In the Lectionary

January 13, Baptism C (Luke 3:15-17, 21-22; Acts 8:14-17)

About that baptism by fire

When I was growing up, my Baptist pastors referred frequently to Jesus’ full-immersion baptism in the Jordan River, but I don’t remember hearing much at all about the baptism of the Holy Spirit. I learned a bit about Spirit baptism when I visited a Pentecostal church during my college years. But I didn’t learn about baptism by fire until I left the Baptists for the Mennonites.

While it’s not discussed much in polite Mennonite conversation, baptism by fire is part of the church’s formal teaching. This is, of course, a faith group that traces its ancestry back to martyrs who were burned at the stake. Contemporary Mennonites are quick to point out that baptism by fire doesn’t require actual fire, or any other sort of gruesome death. It just means that you are theoretically willing to accept such a death, should it come to that.

The coming one, says John, “will baptize you with the Holy Spirit and with fire.” John doesn’t really explain what this means, but we can imagine where people later developed their understandings. In Acts, Jesus himself tells the disciples that they will soon be baptized by the Holy Spirit. Then Pentecost comes, accompanied by speaking in tongues (if not necessarily the kind most commonly practiced today). And I imagine that any of the faithful who witnessed a fellow believer burned at the stake couldn’t help but think of the promised baptism by fire.

I wonder, though, if these common understandings of baptism by the Spirit and by fire are quite what John the Baptist has in mind.

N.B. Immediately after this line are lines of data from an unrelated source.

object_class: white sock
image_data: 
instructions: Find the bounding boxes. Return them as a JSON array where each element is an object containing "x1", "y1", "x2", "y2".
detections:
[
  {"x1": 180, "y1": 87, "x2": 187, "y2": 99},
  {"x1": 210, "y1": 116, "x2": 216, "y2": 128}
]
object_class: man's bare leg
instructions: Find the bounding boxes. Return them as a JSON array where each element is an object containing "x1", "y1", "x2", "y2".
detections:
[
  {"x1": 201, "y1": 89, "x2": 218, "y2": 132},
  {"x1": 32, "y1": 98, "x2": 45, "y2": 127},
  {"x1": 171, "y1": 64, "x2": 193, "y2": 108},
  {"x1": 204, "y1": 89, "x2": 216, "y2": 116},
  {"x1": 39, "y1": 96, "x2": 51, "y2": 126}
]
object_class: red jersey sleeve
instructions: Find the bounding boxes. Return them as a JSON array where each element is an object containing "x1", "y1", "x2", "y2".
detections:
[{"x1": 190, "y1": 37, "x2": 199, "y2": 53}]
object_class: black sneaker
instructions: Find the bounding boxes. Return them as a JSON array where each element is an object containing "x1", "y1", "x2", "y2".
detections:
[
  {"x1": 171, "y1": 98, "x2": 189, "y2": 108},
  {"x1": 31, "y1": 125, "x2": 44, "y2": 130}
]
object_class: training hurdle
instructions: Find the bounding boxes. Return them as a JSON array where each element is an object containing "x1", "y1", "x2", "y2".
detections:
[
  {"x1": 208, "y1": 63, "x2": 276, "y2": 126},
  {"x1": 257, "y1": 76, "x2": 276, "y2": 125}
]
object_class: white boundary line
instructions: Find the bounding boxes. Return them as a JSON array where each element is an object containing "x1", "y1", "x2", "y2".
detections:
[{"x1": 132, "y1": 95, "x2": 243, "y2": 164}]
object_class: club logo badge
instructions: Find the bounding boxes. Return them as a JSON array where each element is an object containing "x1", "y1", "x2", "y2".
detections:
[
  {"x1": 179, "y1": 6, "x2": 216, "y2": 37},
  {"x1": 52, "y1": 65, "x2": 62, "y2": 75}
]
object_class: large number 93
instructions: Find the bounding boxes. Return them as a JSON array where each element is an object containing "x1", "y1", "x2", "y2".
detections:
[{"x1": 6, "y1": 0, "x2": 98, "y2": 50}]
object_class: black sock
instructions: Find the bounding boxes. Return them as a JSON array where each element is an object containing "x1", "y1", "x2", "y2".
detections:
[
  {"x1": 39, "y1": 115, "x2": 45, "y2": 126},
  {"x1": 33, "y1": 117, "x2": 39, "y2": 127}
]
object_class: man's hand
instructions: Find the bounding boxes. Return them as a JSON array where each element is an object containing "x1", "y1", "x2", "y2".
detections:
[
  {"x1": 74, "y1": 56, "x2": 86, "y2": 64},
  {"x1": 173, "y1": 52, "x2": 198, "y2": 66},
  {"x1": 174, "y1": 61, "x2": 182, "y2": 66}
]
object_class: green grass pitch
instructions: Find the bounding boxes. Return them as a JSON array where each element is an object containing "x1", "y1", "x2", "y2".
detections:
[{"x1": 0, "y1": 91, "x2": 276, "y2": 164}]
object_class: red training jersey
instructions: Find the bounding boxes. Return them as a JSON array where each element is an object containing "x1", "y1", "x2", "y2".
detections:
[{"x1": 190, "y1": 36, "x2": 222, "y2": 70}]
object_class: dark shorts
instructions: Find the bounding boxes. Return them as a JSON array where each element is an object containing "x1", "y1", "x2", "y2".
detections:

Because his next line is this: “[The coming one’s] winnowing fork is in his hand, to clear his threshing floor and to gather the wheat into his granary; but the chaff he will burn with unquenchable fire.” This image of winnowing seems somehow connected to the baptism of Holy Spirit and fire. Fire is mentioned in both verses, and the Greek word for “spirit” can also mean “wind.” Anyone who has seen wheat thrown in the air and watched the chaff blow away will understand wind to be a vital part of the winnowing process.

Today we think of “separating the wheat from the chaff” as sorting out the good people from the bad. This understanding has always been unsettling to me. It’s the stuff of nightmares: a big, burly farmer-god throwing people into the air with a pitchfork, then burning alive the ones that come back down into the wrong pile.

But if the winnowing is in fact an image of baptism, as suggested by John’s words, then it becomes at once more comforting and more disturbing. Comforting because nobody is being hurtled in the air or completely destroyed by fire. Dis­turbing because we all are being shaken up and partially destroyed by fire.

Given John’s obsessive preaching about repentance and the way he connects winnowing with baptism, I suspect the baptism by Holy Spirit and fire is actually—or at least also—about separating the good from the bad within ourselves. The Messiah will take all the stuff of our lives and toss it up into the air, allowing the Spirit wind to blow away the parts that get in the way of who God wants us to be. The wheat will be gathered and the chaff will be burned.

Some of Jesus’ first followers would have preferred the traditional understanding of wheat and chaff, and they would have believed the wheat to be the Jewish people and the chaff to be the gentiles. In Acts, we see the early church’s progress toward becoming open to gentiles. It is the wind of the Spirit that leads them to this realization. Because while human beings might discriminate based on ethnicity, gender, social standing, or any number of other arbitrary criteria, at Pentecost it starts to become clear that the Spirit has no such prejudices. As the Jewish followers of Jesus saw the work of the Spirit blowing through the lives of gentile believers, they were forced to acknowledge that God was at work.

And so it is that in Acts 8, Peter and John—two apostles with impeccable Jewish credentials—travel to meet with newly baptized Samaritans. These believers have already received the water baptism. Peter and John pray that they might also receive the Holy Spirit. And the coming of the Spirit confirms the Samaritans’ place within the newly forming Christian community.

Immediately following the assigned reading, a man named Simon offers to pay Peter and John so that he, too, can have the power to give the Holy Spirit through the laying on of hands. The apostles harshly rebuke Simon, insisting that the Spirit is not something that can be sold or in any way controlled.

Perhaps this is why we talk so much more about water baptism than about the other sort of baptism. Even if we don’t agree on how much water to use or at what age to use it, we can form our opinions and develop our rituals and make the water baptisms happen more or less according to our design. But the baptism of the Holy Spirit and fire is something we cannot even understand, let alone control. What the Spirit does within us and among us is something we cannot contain—not in a small font, not in an immersion baptistery, not even in the Jordan River.